Sciences and the Tower of Babel August 23, 2013

I am not a scientist, but I respect science. I respect science so long as science does what science can do. I disrespect science when science pretends to do what it can’t. That is, I respect science until it builds its own Tower of Babel.

Science does what science can do. I love that. It can discover and it can find and it can see and it can observe and it can induce. It can tell me why a tomato, a juicy red one through and through can generate potent, pleasing reactions on my tongue and make a (turkey) bacon, chard and tomato sandwich pleasurable. It can take us to the moon and back, and it can see things and discern things on the moon that will perhaps change life here on Planet Earth.

But science goes Babel on us when it tells us that because pleasure is in the frontal cortex it is nothing but chemical reaction; science goes Babel on us when it denies the glorious mysteries of beauty, of the eye of faith, and the splendor of perceptions.

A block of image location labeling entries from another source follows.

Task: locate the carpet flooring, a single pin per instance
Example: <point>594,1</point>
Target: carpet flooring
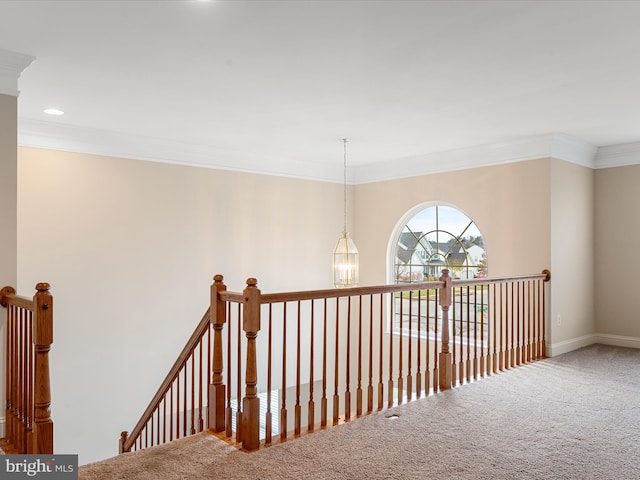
<point>575,416</point>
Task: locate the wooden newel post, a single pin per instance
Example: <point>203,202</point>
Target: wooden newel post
<point>251,402</point>
<point>445,355</point>
<point>217,388</point>
<point>42,339</point>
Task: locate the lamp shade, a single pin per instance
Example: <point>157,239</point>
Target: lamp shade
<point>346,271</point>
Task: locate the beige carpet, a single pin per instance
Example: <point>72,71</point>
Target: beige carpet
<point>576,416</point>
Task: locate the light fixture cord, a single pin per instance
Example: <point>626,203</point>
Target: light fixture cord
<point>344,141</point>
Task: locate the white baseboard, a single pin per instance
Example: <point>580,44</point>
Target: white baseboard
<point>618,340</point>
<point>566,346</point>
<point>586,340</point>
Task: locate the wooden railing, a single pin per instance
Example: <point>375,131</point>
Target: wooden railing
<point>279,365</point>
<point>29,328</point>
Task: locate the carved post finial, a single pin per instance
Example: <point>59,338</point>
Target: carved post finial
<point>251,402</point>
<point>446,296</point>
<point>5,292</point>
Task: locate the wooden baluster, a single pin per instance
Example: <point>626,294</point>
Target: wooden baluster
<point>427,363</point>
<point>22,367</point>
<point>512,329</point>
<point>445,377</point>
<point>400,342</point>
<point>390,385</point>
<point>29,392</point>
<point>323,400</point>
<point>193,394</point>
<point>359,387</point>
<point>468,360</point>
<point>380,354</point>
<point>43,338</point>
<point>164,420</point>
<point>419,352</point>
<point>311,407</point>
<point>453,344</point>
<point>298,407</point>
<point>519,319</point>
<point>436,370</point>
<point>283,408</point>
<point>217,388</point>
<point>347,393</point>
<point>251,402</point>
<point>229,408</point>
<point>475,333</point>
<point>409,350</point>
<point>239,406</point>
<point>481,360</point>
<point>269,416</point>
<point>336,397</point>
<point>492,362</point>
<point>534,323</point>
<point>543,321</point>
<point>503,333</point>
<point>370,385</point>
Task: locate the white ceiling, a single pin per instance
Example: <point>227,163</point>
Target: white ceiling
<point>273,85</point>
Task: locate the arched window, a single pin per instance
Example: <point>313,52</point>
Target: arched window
<point>435,237</point>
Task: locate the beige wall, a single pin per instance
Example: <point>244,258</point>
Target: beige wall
<point>8,212</point>
<point>8,193</point>
<point>617,261</point>
<point>572,284</point>
<point>509,204</point>
<point>130,249</point>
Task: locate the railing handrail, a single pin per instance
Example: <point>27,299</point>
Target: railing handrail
<point>127,440</point>
<point>230,368</point>
<point>30,428</point>
<point>266,298</point>
<point>8,297</point>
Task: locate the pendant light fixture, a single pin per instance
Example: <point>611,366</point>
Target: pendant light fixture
<point>345,255</point>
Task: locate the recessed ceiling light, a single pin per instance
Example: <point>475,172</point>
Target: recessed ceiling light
<point>53,111</point>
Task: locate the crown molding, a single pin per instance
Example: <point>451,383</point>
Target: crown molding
<point>618,155</point>
<point>71,138</point>
<point>12,64</point>
<point>559,146</point>
<point>59,136</point>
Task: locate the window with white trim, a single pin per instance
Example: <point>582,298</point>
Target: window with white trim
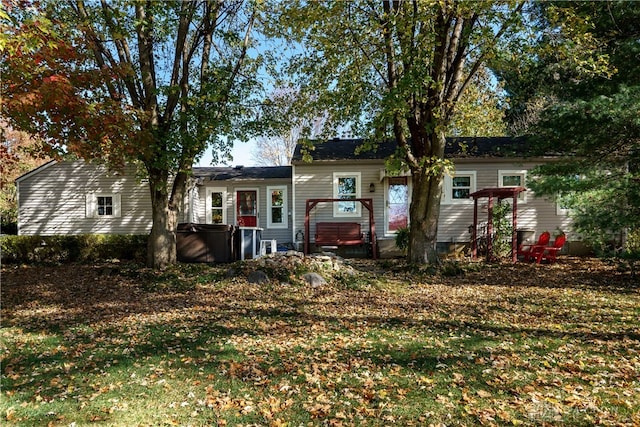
<point>346,186</point>
<point>216,206</point>
<point>103,205</point>
<point>513,178</point>
<point>277,207</point>
<point>458,187</point>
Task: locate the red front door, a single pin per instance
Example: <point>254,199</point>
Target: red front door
<point>247,208</point>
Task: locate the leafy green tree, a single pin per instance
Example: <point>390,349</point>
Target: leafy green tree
<point>585,80</point>
<point>286,127</point>
<point>149,82</point>
<point>396,70</point>
<point>19,153</point>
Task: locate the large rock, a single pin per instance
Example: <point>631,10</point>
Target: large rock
<point>314,279</point>
<point>258,277</point>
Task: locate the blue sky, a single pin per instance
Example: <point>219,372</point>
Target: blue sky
<point>242,155</point>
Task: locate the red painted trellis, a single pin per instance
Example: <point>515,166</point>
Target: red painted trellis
<point>367,203</point>
<point>499,193</point>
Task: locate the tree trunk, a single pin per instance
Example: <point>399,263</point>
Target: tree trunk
<point>425,208</point>
<point>161,246</point>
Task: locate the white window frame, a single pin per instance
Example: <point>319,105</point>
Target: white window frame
<point>284,207</point>
<point>235,202</point>
<point>388,232</point>
<point>208,207</point>
<point>91,208</point>
<point>448,187</point>
<point>522,197</point>
<point>336,195</point>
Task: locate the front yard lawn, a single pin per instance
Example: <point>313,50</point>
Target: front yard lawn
<point>498,345</point>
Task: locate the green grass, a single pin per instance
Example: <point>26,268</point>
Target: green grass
<point>495,345</point>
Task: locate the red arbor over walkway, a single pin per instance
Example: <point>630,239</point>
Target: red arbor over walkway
<point>499,193</point>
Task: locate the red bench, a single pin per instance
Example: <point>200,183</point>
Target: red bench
<point>338,234</point>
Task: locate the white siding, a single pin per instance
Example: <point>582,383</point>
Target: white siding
<point>53,201</point>
<point>282,235</point>
<point>315,181</point>
<point>536,213</point>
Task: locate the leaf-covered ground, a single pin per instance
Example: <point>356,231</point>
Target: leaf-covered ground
<point>498,345</point>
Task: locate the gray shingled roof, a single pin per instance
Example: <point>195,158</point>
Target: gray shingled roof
<point>242,172</point>
<point>344,149</point>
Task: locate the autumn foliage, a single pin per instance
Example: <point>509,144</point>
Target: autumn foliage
<point>529,345</point>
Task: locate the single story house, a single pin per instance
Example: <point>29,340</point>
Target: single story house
<point>77,197</point>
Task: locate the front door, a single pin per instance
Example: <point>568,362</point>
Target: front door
<point>397,204</point>
<point>247,208</point>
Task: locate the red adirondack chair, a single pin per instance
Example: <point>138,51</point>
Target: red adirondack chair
<point>527,250</point>
<point>550,252</point>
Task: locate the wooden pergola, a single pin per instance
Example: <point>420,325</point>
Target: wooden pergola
<point>367,203</point>
<point>500,194</point>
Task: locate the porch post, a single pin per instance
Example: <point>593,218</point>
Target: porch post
<point>490,229</point>
<point>514,232</point>
<point>474,232</point>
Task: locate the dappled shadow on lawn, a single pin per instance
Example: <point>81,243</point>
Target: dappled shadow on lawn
<point>498,336</point>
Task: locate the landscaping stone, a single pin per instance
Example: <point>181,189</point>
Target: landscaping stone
<point>258,277</point>
<point>314,279</point>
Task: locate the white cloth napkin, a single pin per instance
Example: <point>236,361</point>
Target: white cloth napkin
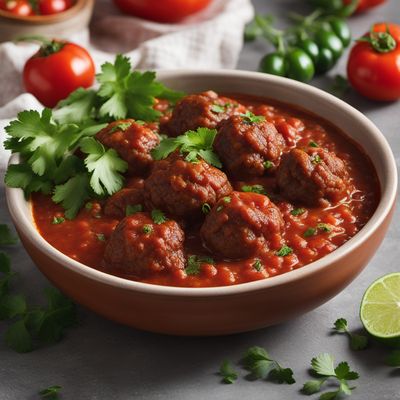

“Science,” Marilynne Robinson tells us in When I Was a Child I Read Books, “can give us knowledge, but it cannot give us wisdom” (18). Robinson, as you may know, is hardly against science; she’s all for it… as long as it does not build its own Tower of Babel.

Anthropologists tell us, in their own Babel-building, that religions are all alike, that they are myth-building edifices drawn up by humans who can’t otherwise explain something. So for them — I’m reading Robinson so I’ll quote her again — “religion is intrinsically a crude explanation strategy that should be dispelled and supplanted by science” (15).

Pshaw! When I look into the Scientific American I don’t lose faith; I praise God and find the glories and grandeurs of God ever more immense and unfathomable. The more we learn, we learn in college, the more we don’t know — and the more science we learn, the higher  Babel goes? That’s just hybris. The more we learn about this world the bigger and more minute and more intricate God becomes.

There is, she says, “a tendency to fit a tight and awkward carapace of definition over humankind, and try to trim the living creature to fit the dead shell” (7). Indeed. There’s an attempt to contain the glories of nature in the wineskin but sure as we are sitting here that skin will burst when the next Scientific American is read. Where she’s got this in her grip is right here: “The assumption persists among us still, vigorous as ever, that if a thing can be ‘explained,’ associated with a physical process, it has been excluded from the category of the spiritual” (9-10). That, my friends, is to fall for the error of the Manichees — to pose the world as either spiritual or physical. The Christian Story, my friends, is that these go together — God and Us, God and Human, spirit and matter, body and soul.

Or, “Religious experience is said to be associated with activity in a particular part of the brain. For some reason this is supposed to imply that it is delusional” (10). This sort of Babel-building will not satisfy the urge and pleasure of beauty.

When science cannot tell me that my wife, Kris, is beautiful to me; when it cannot tell me why a chard leaf with red spines is beautiful; when it cannot tell me why a long iron with a slight draw onto a green banked just so takes the game to a new level; when science cannot tell me why my grandson’s twinkly eye when he sees something magical on the iPad or why my granddaughter brings to the surface in a smile a joy from deep within because of a gaudy pair of Cinderella shoes … when science cannot explain why some things are beautiful, then it needs to do what it does so well and not try to do what it cannot do. What it should not do is build the Tower of Babel all over again. Agamemnon’s pride, Constantine’s arrogance, and Nixon’s insolence are Babel-like, and so too science when it pretends it can do more than it can do.

Religion, too, Marilynne Robinson observes: “Nor can religion [give us wisdom], until it put aside nonsense and distraction and becomes itself again” (18). Should I ask if religion, too, is just as Babel-like when it thinks it can tell science where to go?